Docker

This post is more of an introduction to Docker thing, it is just a high level overview of what docker actually is and how the environment runs. Docker is a great tool which reduces complexity and provides flexibility in shipping an application.

It is an open-source project that provides the deployment of software applications inside containers by providing an additional layer of abstraction and automation of OS-LEVEL Virtualization.

The industry uses VM’s to run software applications which runs them inside a guest operating system, which runs on virtual hardware. VM’s provide full process isolation for applications, but does have a high computational overhead spent virtualizing hardware for a guest OS.

Process : A process is an instance of an executing program. Processes are managed by the operating system kernel which is in charge of allocating resources and managing process creation and interaction.

Each process in a linux kernel lies in /proc directory and since everything in a linux is a file all the files realted to the process are stored in this directory childs (/proc/PID(process))

proc

Contianers :

The new kernel features(namespaces and cgroups) lets us isolate processes from each other, they let us pretend that we have something like a virtual machine.
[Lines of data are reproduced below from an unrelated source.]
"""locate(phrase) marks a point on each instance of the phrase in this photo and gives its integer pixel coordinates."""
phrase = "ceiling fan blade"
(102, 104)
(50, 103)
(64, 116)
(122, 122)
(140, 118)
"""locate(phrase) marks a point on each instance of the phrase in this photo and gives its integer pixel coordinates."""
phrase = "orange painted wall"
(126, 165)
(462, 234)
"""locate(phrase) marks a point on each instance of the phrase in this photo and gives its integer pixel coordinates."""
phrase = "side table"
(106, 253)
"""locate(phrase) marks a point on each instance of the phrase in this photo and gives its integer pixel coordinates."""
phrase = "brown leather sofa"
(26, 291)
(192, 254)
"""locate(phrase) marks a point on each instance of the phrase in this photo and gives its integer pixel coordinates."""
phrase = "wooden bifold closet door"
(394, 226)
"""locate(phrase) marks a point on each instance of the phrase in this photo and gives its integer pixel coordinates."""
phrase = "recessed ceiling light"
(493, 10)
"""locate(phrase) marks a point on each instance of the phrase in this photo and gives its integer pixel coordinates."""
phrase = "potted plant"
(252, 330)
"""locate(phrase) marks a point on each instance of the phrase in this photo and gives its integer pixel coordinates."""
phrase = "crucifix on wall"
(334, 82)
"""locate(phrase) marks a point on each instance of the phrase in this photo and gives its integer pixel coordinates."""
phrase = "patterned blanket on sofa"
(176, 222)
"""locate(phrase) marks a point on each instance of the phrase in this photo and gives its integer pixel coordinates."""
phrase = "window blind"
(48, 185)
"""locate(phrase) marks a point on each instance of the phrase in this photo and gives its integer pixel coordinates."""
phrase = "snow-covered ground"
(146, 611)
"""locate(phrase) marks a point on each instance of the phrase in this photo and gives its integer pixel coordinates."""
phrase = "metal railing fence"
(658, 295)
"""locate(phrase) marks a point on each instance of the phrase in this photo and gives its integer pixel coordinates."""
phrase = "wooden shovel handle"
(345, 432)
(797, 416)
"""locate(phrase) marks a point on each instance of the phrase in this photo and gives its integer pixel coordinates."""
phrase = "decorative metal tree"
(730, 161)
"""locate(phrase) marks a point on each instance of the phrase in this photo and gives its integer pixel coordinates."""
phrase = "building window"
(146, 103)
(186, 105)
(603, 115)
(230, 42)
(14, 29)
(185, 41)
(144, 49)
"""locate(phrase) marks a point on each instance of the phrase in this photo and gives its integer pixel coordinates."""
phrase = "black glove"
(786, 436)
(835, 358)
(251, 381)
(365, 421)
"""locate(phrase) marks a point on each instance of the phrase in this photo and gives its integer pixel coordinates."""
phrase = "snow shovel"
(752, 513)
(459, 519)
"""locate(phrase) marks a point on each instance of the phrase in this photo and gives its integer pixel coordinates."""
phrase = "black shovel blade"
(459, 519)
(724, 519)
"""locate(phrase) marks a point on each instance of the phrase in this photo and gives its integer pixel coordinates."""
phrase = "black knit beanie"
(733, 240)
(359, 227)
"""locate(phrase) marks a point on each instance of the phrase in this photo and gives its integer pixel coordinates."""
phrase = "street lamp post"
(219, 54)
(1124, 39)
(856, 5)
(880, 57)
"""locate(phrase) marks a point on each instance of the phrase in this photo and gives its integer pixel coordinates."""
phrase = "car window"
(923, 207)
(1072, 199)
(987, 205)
These feature are what container represents.

Cgroups and Namespaces

Cgroups and Namespaces are what together create a way to isolate a process or a group of process to help create this abstraction we call a container.

  • Cgroups or control groups are used to limit the resources of a group of processes(go to /sys/fs/cgroups to see what cgroups are administered)

Using cgroups we can limit the amount of memory(resource in this case) the namesace can use.

Namespaces isolate what group of process have acccess to within the system. It provides the isolation needed to run multiple containers while giving each what appears like it’s own environment. There are different type of namespace.

  • PID Namespace : It gives a process and its children their own view of a subset of processes in the system. It sort of represent a mapping table so that whenever a process in a PID namespace asks the kernal for a list of processes, the kernal looks in the mapping table and if the process exists mapped ID is used instead of real ID.

  • NET : Netowrking namespace gives processes their own network stack, they do not have access to real network interfaces they just posses virtual connections, it actually lets us run programs on any ports without conflicting.

  • MNT : Mount Namespace gives the process contained within it their own mount table which lets us mount and unmount filesystems without affecting host filesystems. This is how a process thinks it’s running on some other operating system then host OS by swapping the filesystem the container sees.

  • USER : Ther user namespaces maps the uid a process sees to a different set of uids on the host. So we can essentially map the container’s root UID to an arbitrary(generally unpriviliged) uid on the host. So what we are essentially doing is giving a process root priviliges inside a container while for the host it does not have that.

  • IPC : This isolates various inter-process communication mechanishms.

  • UTS : It gives the processes their own views of system’s hostname and domain-name.

A program called unshare in linux can be used to create new namespaces.

Docker Architecture

Docker Architecture

runC

Docker internally uses runC as it’s container run-time, which is a portable container runtime that is a CLI tool to spwan and run containers using the above kernel features. runC was a docker development but was then donated to OCI(Open Container Initiative) which creates standard around container format. OCI currently provides 2 container specification runtime specification and image-format specification.

containerd also a tool, uses runC to spawn containers while also managing the entire lifecycle of a container.

Docker Engine

Docker engine is an API for users to manage the container needs. Docker Engine deals with the file system, network and creates an easy way to build, maintain and deploy containers. Docker is a client server application with a CLI tool that interacts with the docker deamon over a simple REST API.

To create a container we need a root-filesystem and some configuration. The concept of docker images helps us here. It is a layered set of these root file systems and acts as a blue print for the container.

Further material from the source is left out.